Monday, September 25, 2006

Pillars of Hercules

While researching the commonly expressed concepts regarding naming and addressing, I came across a duet of posts which, in my opinion, exemplify perfectly the noxious effects resulting from entrenched and subjective positions. Having recently discovered this amusing summary list of "fallacious arguments", I though it would be fun to identify if and where the author has been using some of them. In effect, I was able to pinpoint a few interesting usages.

Time and again, we see individuals and organizations inventing new URI schemes in order to tackle the problem of "names" versus "addresses". That is, they want to provide some sort of a globally unique identifier for "This Thing" independent of where representations of that thing might reside.

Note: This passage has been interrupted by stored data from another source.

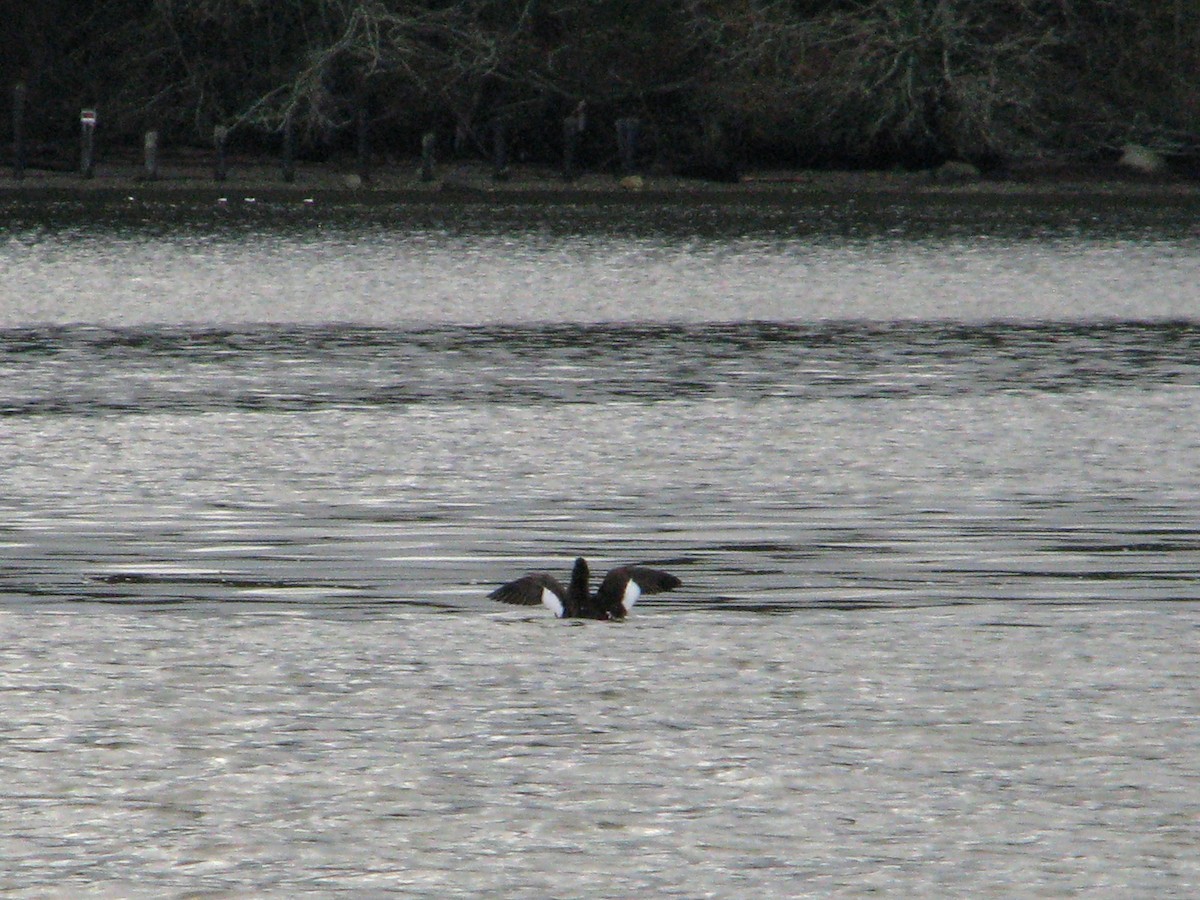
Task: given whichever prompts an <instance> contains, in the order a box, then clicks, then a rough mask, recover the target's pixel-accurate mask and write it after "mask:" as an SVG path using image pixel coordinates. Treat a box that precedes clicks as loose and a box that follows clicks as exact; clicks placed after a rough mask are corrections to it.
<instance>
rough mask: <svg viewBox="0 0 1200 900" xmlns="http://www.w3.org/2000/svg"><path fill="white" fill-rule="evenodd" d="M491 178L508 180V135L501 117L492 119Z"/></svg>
mask: <svg viewBox="0 0 1200 900" xmlns="http://www.w3.org/2000/svg"><path fill="white" fill-rule="evenodd" d="M492 180H493V181H508V180H509V136H508V126H506V124H505V121H504V120H503V119H496V120H493V121H492Z"/></svg>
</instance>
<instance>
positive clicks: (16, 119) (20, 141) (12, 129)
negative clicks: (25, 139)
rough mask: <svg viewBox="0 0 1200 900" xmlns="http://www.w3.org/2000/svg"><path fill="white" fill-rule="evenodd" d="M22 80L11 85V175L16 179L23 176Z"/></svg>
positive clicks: (23, 137)
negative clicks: (11, 123) (11, 107)
mask: <svg viewBox="0 0 1200 900" xmlns="http://www.w3.org/2000/svg"><path fill="white" fill-rule="evenodd" d="M26 96H28V90H26V88H25V83H24V82H17V84H14V85H13V86H12V176H13V179H16V180H17V181H20V180H22V179H23V178H25V97H26Z"/></svg>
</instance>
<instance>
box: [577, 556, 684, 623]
mask: <svg viewBox="0 0 1200 900" xmlns="http://www.w3.org/2000/svg"><path fill="white" fill-rule="evenodd" d="M682 583H683V582H682V581H679V580H678V578H677V577H676V576H673V575H672V574H671V572H665V571H662V570H661V569H650V568H649V566H646V565H622V566H618V568H616V569H613V570H612V571H610V572H608V574H607V575H606V576H604V581H602V582H600V589H599V590H598V592H596V601H598V604H599V606H600V608H601V610H605V611H606V612H607V613H608V616H610V617H611V618H614V619H619V618H623V617H624V616H625V613H628V612H629V611H630V610H632V608H634V604H636V602H637V598H640V596H642V594H661V593H662V592H664V590H674V589H676V588H677V587H679V586H680V584H682Z"/></svg>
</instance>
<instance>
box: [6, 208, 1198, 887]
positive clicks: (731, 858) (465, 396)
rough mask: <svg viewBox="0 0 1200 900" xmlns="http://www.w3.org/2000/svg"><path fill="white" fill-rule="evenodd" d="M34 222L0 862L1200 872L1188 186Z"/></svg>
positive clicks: (24, 382) (636, 877)
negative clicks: (569, 607)
mask: <svg viewBox="0 0 1200 900" xmlns="http://www.w3.org/2000/svg"><path fill="white" fill-rule="evenodd" d="M5 212H6V220H7V222H8V226H7V229H6V232H5V244H4V245H0V272H2V275H4V277H2V280H0V455H2V462H4V466H2V468H0V498H2V499H0V509H2V510H4V521H2V522H0V623H2V625H0V628H2V631H4V638H5V640H4V643H2V647H4V650H2V655H4V664H2V665H0V688H2V691H0V713H2V715H4V719H5V721H6V722H7V728H6V734H5V737H4V739H2V742H0V758H4V760H5V761H6V788H5V791H4V792H0V793H2V796H0V805H2V811H4V820H5V821H6V822H8V823H11V824H8V826H7V827H5V828H4V829H0V858H4V859H6V860H7V862H6V865H5V866H2V869H0V888H2V889H5V890H7V892H11V893H14V894H17V895H30V896H35V895H36V896H41V895H46V894H72V895H77V894H79V893H89V892H90V893H92V894H102V895H122V896H125V895H148V896H150V895H154V896H161V895H164V894H185V895H186V894H194V895H206V894H209V893H212V894H217V895H222V894H224V895H294V894H296V893H335V892H342V890H347V892H349V890H354V892H366V893H372V892H373V893H386V892H392V893H401V894H406V895H420V896H446V895H484V894H488V895H509V896H550V895H580V894H588V895H608V896H628V895H634V894H643V895H644V894H654V895H678V896H746V895H772V896H790V895H796V894H850V895H857V894H863V893H870V892H878V893H898V894H901V895H911V894H913V893H918V894H920V893H924V894H942V895H961V894H967V893H970V894H979V893H992V894H998V895H1013V894H1034V895H1038V894H1052V895H1062V894H1072V893H1088V894H1096V893H1111V894H1120V895H1145V896H1163V895H1178V896H1187V895H1192V894H1194V893H1195V889H1196V886H1198V882H1200V871H1198V869H1200V865H1198V863H1196V862H1195V853H1194V846H1195V842H1196V838H1198V836H1200V785H1198V776H1196V774H1195V773H1196V770H1198V768H1196V763H1198V758H1196V751H1195V749H1194V748H1195V746H1198V745H1200V740H1198V739H1200V733H1198V732H1200V730H1198V727H1196V725H1195V721H1198V714H1200V708H1198V707H1200V704H1198V702H1196V700H1195V690H1194V680H1195V674H1196V671H1198V665H1196V664H1198V650H1196V646H1198V643H1196V636H1198V629H1200V605H1198V604H1196V601H1198V600H1200V580H1198V577H1196V571H1198V563H1200V512H1198V496H1200V467H1198V464H1196V460H1200V409H1198V407H1200V318H1198V316H1196V299H1198V294H1196V289H1195V284H1196V283H1200V280H1198V275H1200V253H1198V250H1200V232H1198V229H1196V227H1195V224H1194V223H1195V221H1196V220H1195V216H1194V210H1192V209H1190V208H1189V206H1188V205H1187V204H1180V205H1177V206H1172V205H1170V204H1166V205H1165V206H1164V205H1162V204H1159V205H1152V204H1139V203H1124V204H1110V203H1108V202H1100V203H1094V204H1091V205H1088V204H1075V205H1073V206H1058V205H1052V204H1044V203H1034V204H1025V205H1022V204H1020V203H1015V202H1007V203H1003V204H992V203H988V202H983V203H980V204H977V205H974V206H972V208H968V209H965V208H962V206H961V203H959V204H958V205H955V204H954V203H950V202H940V200H935V202H930V203H925V204H865V203H857V204H854V203H850V204H846V203H828V204H810V205H805V204H764V205H754V206H751V205H745V206H740V205H725V206H704V205H698V204H697V205H691V204H680V205H674V206H665V208H659V209H643V208H638V206H628V208H626V206H617V208H571V206H564V208H557V206H556V208H494V209H493V208H488V206H482V205H479V206H473V205H466V206H452V208H442V206H416V208H400V209H396V208H384V206H378V208H352V209H338V210H328V209H323V208H322V206H320V204H307V205H301V204H263V203H256V204H247V203H245V202H242V200H241V199H240V198H230V202H229V203H227V204H222V205H220V206H214V208H212V209H208V208H166V206H145V205H142V204H136V203H130V204H116V205H109V206H102V208H83V206H71V205H65V206H40V208H30V206H12V208H7V209H5ZM576 553H586V554H587V556H588V557H589V558H590V559H592V560H593V564H594V568H598V569H601V570H602V569H604V566H605V565H606V564H610V563H617V562H630V560H653V562H656V563H659V564H661V565H664V566H665V568H667V569H670V570H671V571H673V572H676V574H677V575H679V576H680V577H682V578H683V581H684V588H683V589H682V590H680V592H677V593H672V594H665V595H660V596H653V598H647V599H644V600H643V601H642V602H641V604H640V605H638V607H637V608H636V611H635V614H634V617H632V618H631V619H630V620H629V622H628V623H625V624H622V625H610V624H607V623H587V624H583V625H575V626H571V624H569V623H564V622H557V620H553V619H547V618H546V617H545V614H544V611H541V610H528V611H527V610H511V608H505V607H499V608H497V607H494V606H493V605H491V604H490V601H487V600H486V599H485V595H486V593H487V592H488V590H490V589H491V588H492V587H494V586H496V584H497V583H498V582H499V581H503V580H506V578H509V577H511V576H514V575H516V574H520V572H521V571H524V570H527V569H529V568H539V569H548V570H551V571H554V572H556V574H557V575H559V577H565V575H566V572H568V569H569V566H570V562H571V559H572V558H574V556H575V554H576Z"/></svg>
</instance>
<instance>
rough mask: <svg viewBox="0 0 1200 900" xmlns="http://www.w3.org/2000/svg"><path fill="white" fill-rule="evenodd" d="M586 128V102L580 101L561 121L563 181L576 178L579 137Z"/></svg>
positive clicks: (582, 132)
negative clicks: (568, 114)
mask: <svg viewBox="0 0 1200 900" xmlns="http://www.w3.org/2000/svg"><path fill="white" fill-rule="evenodd" d="M584 127H587V101H584V100H581V101H580V103H578V106H577V107H575V112H572V113H571V114H570V115H568V116H566V118H564V119H563V180H564V181H574V180H575V179H576V178H577V176H578V170H577V164H578V154H580V136H581V134H582V133H583V128H584Z"/></svg>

Almost inevitably, these individuals and organizations fall into the trap of thinking that an "http" URI is somehow an address and not a name and is, therefore, inappropriate for their purpose. They are mistaken. I used to believe this too and I was wrong. A new URI scheme is not necessary, nor does it actually solve the problem.

This is a Statement of Conversion. This is defined as a weak form of asserting expertise. The author is implying that he has changed his mind over time, and now that he is better informed, he has rejected a previous opinion.

All along his two posts, the author does nothing but assert that an URL is an URI. Fair enough, but if I am not mistaking this is also what RFC3986 does. But after reading both the RFC and these posts, I am still trying to figure out why would every URI always have to be represented as an HTTP URLs?

URIs are names. They're all names. There's no technical reason to invent new URI schemes to address the goal of providing names that can be created in a distributed fashion, that unambiguously identify a resource, are persistent, and can be used to retrieve representations.

I am not certain if this quote falls under Argument from Adverse Consequences or under Causal Reductionism. The later seems perhaps more appropriate, as in effect the author reduces the array of reasons that could potentially lead to choosing an URI outside the HTTP scheme to the "technical reason"

I agree with the author, there is not technical reason to create new schemes, only real world cases and requirements. I would feel awkward using "there is no technical reasons" to justify a limitation of the possibilities offered to an end-user in the context of his core business, wont you?.

There may be circumstances under which there are compelling reasons not to use http URIs, but no such circumstances have yet been convincingly articulated to me.

This one quote falls clearly under the Argument from Authority. In this area of expertise, the author is actually claiming to be more expert than anyone else in his readership. Now, I leave it to you to decide if there is also an implied claim that expertise in the area is worth having. As to me, I recon a good knowledge is certainly worth having.

Arguments against http URIs based on the cost or inconvenience of maintaining web infrastructure to support access to those URIs don't hold water. I accept that there are some issues of user expectation here, but I don't find those issues sufficient to warrant the invention or use of "pure identifiers"

Once again, we have Argument from Authority, probably combined with a touch of Reductive Fallacy in under valuating the impact of "user expectations".

What is the use of any technology that does not correspond to user expectations? Who can pretend he can grasp every possible concept and use case? For me, pretending that the current state of the internet and the associated infrastructure services are cast in bronze is nothing but utopia. It would deny us any possibility of invention. As one of the comments states, DNS is an important part of the infrastructure which relies on "economy". And as a consequence, the usage of domain names in URLs is driven by a market. To my modest knowledge, there is nothing more variable and subject to change than a market. I would not bet on market driven domain names for persistence or disambiguation.

In the end, there are certainly many cases where an HTTP URL is all what is necessary to name a resource. Web pages are there to assert this. But reducing the naming of all the internet objects to using HTTP URLs is in my opinion both partisan and short sighted. In many real life languages we find common names and family names. They serve different purposes and are used in different contexts. For example, refering to someone as “John Doe the 3rd” does not imply you can derive its location from its name. Why would the case be different for URIs? They do not exist per se, but only to help us solve real world issues. I would have appreciated an approach exposing with slightly more impartiality the different purposes where URIs can be used, such as unique name for a singular thing, address or location, and unique name for a conceptual thing to be used unambiguously.

In the ancient times, the popular belief and the stubbornness of the experts of the time made the Pillars of Hercules the western end of the Earth where the sun sets. Later we found there was a new world beyond them. Why would our internet age be so different… In the meantime I am still researching.